With increasing popularity, anonymous social media platforms have enabled students to express their thoughts and opinions without fear of culpability. This trend introduces the dilemma of how an institution preserves its student’s freedom of speech while maintaining a professional reputation and a safe environment.
A mass email sent out by the Department of Safety earlier this month cautioned online conversations that use negative or threatening language relating to Messiah students. This came with a warning of the possibility of an investigation unveiling the anonymity of such accounts.
Topics of conversation on such sites range from radical political opinions to #wholesomewednesday submissions, which are intended to be humorous or uplifting.
However, Messiah’s Department of Safety is addressing these pages from a different perspective. Many of the accounts that publish submissions are open for public viewing. Anyone from prospective students to alumni can see what is posted.
“Parents are showing concern,” said Director Lynn Maynard. “It’s the sense of where someone is coming from. We’re taking words and pushing them out there with limited or no context.”
For the online community that posts comments and confessions related solely to Messiah’s lifestyle, context is often omitted.
The Department of Safety is not simply worried about the what the publications might do for the image of the school, but where the need to post derogatory or negative messages is arising from.

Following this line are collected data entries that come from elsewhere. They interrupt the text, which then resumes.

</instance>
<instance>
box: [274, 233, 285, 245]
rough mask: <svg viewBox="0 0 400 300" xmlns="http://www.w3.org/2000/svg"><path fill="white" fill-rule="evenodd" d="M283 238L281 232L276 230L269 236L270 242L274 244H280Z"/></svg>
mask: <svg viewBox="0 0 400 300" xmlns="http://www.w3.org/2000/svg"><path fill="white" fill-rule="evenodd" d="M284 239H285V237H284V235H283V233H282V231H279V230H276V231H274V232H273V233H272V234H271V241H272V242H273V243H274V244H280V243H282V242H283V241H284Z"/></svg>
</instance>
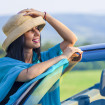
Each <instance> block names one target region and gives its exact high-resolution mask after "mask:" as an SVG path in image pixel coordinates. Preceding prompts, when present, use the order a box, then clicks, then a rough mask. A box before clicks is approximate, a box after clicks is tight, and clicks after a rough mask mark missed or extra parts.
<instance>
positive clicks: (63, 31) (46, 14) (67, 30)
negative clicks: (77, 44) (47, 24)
mask: <svg viewBox="0 0 105 105" xmlns="http://www.w3.org/2000/svg"><path fill="white" fill-rule="evenodd" d="M46 20H47V22H48V23H49V24H50V25H51V26H52V27H53V28H54V29H55V30H56V31H57V32H58V33H59V35H60V36H61V37H62V38H63V39H64V41H63V42H62V43H61V44H60V47H61V50H62V51H64V49H65V48H66V47H67V46H73V45H74V44H75V42H76V41H77V37H76V36H75V34H74V33H73V32H72V31H71V30H70V29H69V28H68V27H66V26H65V25H64V24H62V23H61V22H60V21H58V20H56V19H55V18H53V17H52V16H50V15H49V14H46Z"/></svg>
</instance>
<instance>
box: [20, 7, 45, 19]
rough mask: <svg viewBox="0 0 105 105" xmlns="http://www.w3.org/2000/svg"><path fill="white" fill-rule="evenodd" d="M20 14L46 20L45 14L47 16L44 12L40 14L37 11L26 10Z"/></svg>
mask: <svg viewBox="0 0 105 105" xmlns="http://www.w3.org/2000/svg"><path fill="white" fill-rule="evenodd" d="M19 13H24V16H31V17H33V18H35V17H38V16H41V17H42V18H44V14H45V13H44V12H40V11H37V10H35V9H24V10H21V11H20V12H19ZM19 13H18V14H19Z"/></svg>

“It’s concerning when students do not feel comfortable to approach our department,” said Maynard. “What does our department need to do to be more open for people to report concerns to us?”
Currently, The Department of Safety is an umbrella over several resources that strive to maintain a safe living environment. Some services they provide include 24/7 patrol, crime prevention and security.
Additionally, there are links within the department webpage that enable members of Messiah to report crimes or sexual misconducts anonymously.
A spokesperson of a political social page, Johann George Elser, said the trouble is not so much Campus Safety as it is the administration of Messiah.
“The administration usually makes it a point not to consult with the student body about many decisions it makes,” Elser said. “Despite the student body being the affected party.”
Elser mentioned that such decisions include Messiah’s use of prison labor which first cultivated debates last semester. Other examples are the allocation of funds and policies relating to the LGBTQ+ community on campus.
“We want to have an open conversation,” said Maynard. “If there are concerns on campus that we can address, then please let us know.”
The Department of Safety’s primary focus is protecting members of Messiah and preventing a hostile environment. “Social media conversation, especially anonymous conversation, has the potential to quickly escalate,” Maynard said. “The College asks all members of the Messiah community to keep their communication—in all forms—reflective of our covenant to use “integrity, commitment and compassion in relationships with others.”